Die Idee des Ministerpräsidenten, Kreuze in die Eingangsbereiche aller Staatsbehörden zu hängen, will Eike Weißenfels gar nicht kommentieren. Zwar erlebte die Vorsitzende Richterin am Landesarbeitsgericht in Nürnberg – sie ist seit 37 Jahren Richterin – noch nie, dass ein Kläger darum bat, das schlichte Holzkreuz im DINA3-Format zu entfernen, doch in ihrem Saal nimmt sie es seit einiger Zeit vor Verhandlungsbeginn selbst ab.

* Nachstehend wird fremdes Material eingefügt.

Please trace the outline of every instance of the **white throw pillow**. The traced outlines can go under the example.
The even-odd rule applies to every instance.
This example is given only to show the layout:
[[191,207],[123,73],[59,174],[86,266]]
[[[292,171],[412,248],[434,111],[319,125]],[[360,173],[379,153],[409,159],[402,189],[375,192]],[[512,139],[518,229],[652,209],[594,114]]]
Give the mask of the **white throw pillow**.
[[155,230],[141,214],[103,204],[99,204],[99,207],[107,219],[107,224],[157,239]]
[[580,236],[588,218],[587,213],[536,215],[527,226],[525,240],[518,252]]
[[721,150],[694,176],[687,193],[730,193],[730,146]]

"Ich bin getauft, ich habe konfirmiert, ich zahle Kirchensteuer", so die Juristin. Doch sie sagt auch: Die Religionsfreiheit glaubwürdig verteidigen – dies kann nur ein neutraler Staat. Kann ein Kreuz Zweifel an der Neutralität der Justiz säen? Fakt ist: Ein anderes religiöses Symbol, nämlich ein Kopftuch, kann es – wie der Hessische Verwaltungsgerichtshof (VGH) im vergangenen Jahr feststellte.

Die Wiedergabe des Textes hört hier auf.